Remember that you have to be careful when comparing two SAPS values if they correspond to two different benchmark specs. You have to take into account software release effects and other benchmark specs changes. This is like the need to take into account the inflation rates when comparing the value of year 2008 dollars to year 2014 dollars. Current SAPS are heavier than past ones.

SAP Technology Partners

The SAP Technology Partners (a SAP concept) that were actively benchmarking SAPS. Fujitsu sometimes appears alone and sometimes with Siemens, but I’ve grouped both in the count.

 



By CPU family

The Intel Xeon was the dominating family, and this is a constant in the history of SAPS Olympics. AMD Opteron had strong presence. Intel Itanium was alive, and they were also IBM POWER5, UltraSPARC IV, SPARC64 V, and PA-RISC times.





By Operating System

Operative systems seen: Windows Server 2000 and 2003, IBM AIX 5, Solaris 9, Linux SLES 8, and HP-UX 11.



 

By Relational Database Management System

Relational Database Management Systems seen:  Microsoft SQL Server 2000, IBM DB2 UDB 8 and 9.5, Oracle 9i and SAP DB. All of them transitioning from 32-bit to 64-bit flavors.




Absolute Number of SAPS (SAPS per system)

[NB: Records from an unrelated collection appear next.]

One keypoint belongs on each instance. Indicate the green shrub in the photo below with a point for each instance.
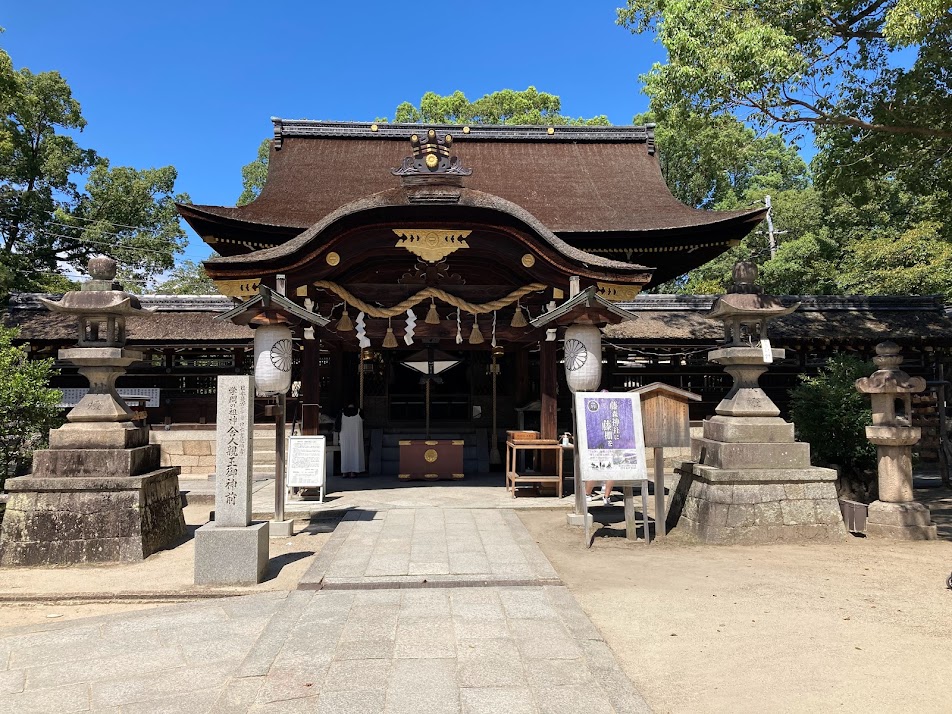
(28, 407)
(832, 416)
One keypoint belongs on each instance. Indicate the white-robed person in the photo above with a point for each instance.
(350, 427)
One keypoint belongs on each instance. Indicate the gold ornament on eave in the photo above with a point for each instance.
(432, 316)
(476, 337)
(345, 324)
(518, 319)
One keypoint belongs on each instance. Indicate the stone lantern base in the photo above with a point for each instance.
(752, 483)
(900, 521)
(92, 505)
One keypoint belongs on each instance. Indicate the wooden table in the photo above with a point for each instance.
(513, 477)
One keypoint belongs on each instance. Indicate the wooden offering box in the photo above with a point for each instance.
(522, 435)
(431, 459)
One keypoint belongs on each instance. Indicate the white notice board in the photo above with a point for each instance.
(611, 440)
(305, 468)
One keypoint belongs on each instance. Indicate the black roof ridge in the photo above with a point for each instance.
(159, 303)
(857, 303)
(284, 128)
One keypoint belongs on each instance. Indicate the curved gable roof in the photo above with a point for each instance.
(575, 180)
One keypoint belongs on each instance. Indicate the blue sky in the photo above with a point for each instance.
(194, 84)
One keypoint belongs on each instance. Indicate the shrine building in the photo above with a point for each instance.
(453, 237)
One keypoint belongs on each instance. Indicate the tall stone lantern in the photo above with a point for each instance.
(896, 514)
(750, 480)
(98, 493)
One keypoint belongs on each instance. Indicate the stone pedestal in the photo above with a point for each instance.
(752, 483)
(98, 504)
(900, 521)
(231, 556)
(91, 519)
(98, 494)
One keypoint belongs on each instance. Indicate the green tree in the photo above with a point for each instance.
(837, 68)
(832, 416)
(46, 219)
(28, 407)
(254, 175)
(506, 106)
(128, 214)
(36, 168)
(717, 161)
(503, 107)
(187, 278)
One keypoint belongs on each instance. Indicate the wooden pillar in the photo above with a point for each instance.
(548, 379)
(521, 382)
(311, 388)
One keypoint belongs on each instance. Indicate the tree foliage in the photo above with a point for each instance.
(826, 63)
(506, 106)
(187, 278)
(503, 107)
(869, 79)
(832, 417)
(254, 174)
(28, 407)
(46, 218)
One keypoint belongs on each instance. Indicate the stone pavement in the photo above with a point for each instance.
(430, 610)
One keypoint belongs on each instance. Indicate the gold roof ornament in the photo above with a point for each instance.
(431, 244)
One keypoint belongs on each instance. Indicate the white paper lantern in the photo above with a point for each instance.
(583, 358)
(273, 356)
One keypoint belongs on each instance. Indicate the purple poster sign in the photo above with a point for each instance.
(612, 443)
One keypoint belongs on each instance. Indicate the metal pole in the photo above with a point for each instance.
(660, 513)
(580, 504)
(427, 408)
(279, 457)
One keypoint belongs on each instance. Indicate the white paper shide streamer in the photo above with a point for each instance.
(361, 326)
(411, 326)
(274, 353)
(583, 358)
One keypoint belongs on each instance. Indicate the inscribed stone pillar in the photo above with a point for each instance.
(234, 462)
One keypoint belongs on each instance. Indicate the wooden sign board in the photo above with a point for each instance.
(611, 439)
(306, 465)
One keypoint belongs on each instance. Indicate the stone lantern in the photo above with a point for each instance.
(750, 480)
(98, 493)
(896, 514)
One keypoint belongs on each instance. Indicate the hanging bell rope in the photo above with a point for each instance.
(390, 340)
(476, 337)
(432, 316)
(414, 300)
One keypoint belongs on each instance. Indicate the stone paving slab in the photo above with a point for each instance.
(526, 648)
(429, 547)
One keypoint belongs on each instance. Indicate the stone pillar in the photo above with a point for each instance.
(896, 515)
(233, 550)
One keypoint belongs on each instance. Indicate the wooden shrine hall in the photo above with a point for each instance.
(451, 241)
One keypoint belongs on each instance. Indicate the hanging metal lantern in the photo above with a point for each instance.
(583, 357)
(273, 357)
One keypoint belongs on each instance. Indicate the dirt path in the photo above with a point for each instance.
(68, 593)
(856, 626)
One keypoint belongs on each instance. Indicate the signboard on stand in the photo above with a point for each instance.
(611, 447)
(306, 462)
(612, 440)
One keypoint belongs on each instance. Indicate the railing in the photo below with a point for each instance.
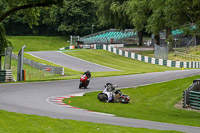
(185, 56)
(5, 75)
(194, 99)
(191, 96)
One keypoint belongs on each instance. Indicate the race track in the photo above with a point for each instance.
(33, 98)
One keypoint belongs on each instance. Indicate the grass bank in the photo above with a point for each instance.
(123, 64)
(21, 123)
(38, 43)
(154, 102)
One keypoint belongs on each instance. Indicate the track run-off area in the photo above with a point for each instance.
(36, 98)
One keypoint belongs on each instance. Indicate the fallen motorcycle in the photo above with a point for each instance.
(109, 94)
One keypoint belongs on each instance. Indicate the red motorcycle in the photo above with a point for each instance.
(84, 81)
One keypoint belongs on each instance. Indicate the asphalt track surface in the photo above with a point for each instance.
(69, 61)
(32, 98)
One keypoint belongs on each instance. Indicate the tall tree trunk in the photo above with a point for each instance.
(0, 62)
(168, 32)
(140, 35)
(157, 37)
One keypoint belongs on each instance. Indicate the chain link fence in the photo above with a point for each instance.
(161, 52)
(40, 66)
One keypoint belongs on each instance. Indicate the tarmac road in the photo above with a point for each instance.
(69, 61)
(31, 98)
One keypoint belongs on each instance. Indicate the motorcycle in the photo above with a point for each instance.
(84, 81)
(109, 94)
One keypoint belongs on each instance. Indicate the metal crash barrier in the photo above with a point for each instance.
(5, 76)
(191, 96)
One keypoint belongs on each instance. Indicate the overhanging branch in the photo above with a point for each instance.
(15, 9)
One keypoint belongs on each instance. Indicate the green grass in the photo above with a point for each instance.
(32, 73)
(21, 123)
(154, 102)
(68, 72)
(124, 64)
(38, 43)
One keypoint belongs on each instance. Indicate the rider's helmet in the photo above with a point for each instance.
(110, 87)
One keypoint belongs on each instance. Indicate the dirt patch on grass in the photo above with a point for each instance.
(138, 49)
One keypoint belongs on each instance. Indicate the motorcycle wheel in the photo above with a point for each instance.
(102, 97)
(80, 85)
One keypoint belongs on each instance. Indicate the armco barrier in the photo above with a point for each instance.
(191, 96)
(194, 100)
(55, 70)
(5, 76)
(169, 63)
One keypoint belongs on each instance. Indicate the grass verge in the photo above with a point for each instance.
(38, 43)
(155, 102)
(21, 123)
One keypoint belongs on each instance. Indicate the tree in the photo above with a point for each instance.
(139, 11)
(113, 13)
(30, 9)
(75, 17)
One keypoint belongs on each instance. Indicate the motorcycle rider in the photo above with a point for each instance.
(88, 74)
(109, 90)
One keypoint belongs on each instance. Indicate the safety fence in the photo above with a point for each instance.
(35, 74)
(40, 66)
(191, 96)
(5, 76)
(169, 63)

Gold -> Fujitsu PRIMEPOWER 2500 with 128 SPARC64 V @2080 MHz processors: 105820 SAPS.
Silver-> IBM eServer p5 Model 595 with 64 POWER5 @1900 MHz: 100700 SAPS.
Bronze -> Sun Fire Model E25k with 72 UltraSPARC IV @1200 MHz: 51070 SAPS.
The last ->  Fujitsu Siemens Computers PRIMERGY Model BX300 with 1 Intel Pentium M @1800 MHz: 830 SAPS.



  

 

SAPS per core / per thread

In those days the processor and core terms were managed by marketing and, consequently, blurred and misdefined.  The problem is that sometimes processors are equal to cores, and sometimes they are not. In the SAPS official table the cores (and threads) column are zero, and only the processor column is filled. Thus, I cannot offer a significative analysis unless I take big time analyzing system by system (and that is not in my near scope.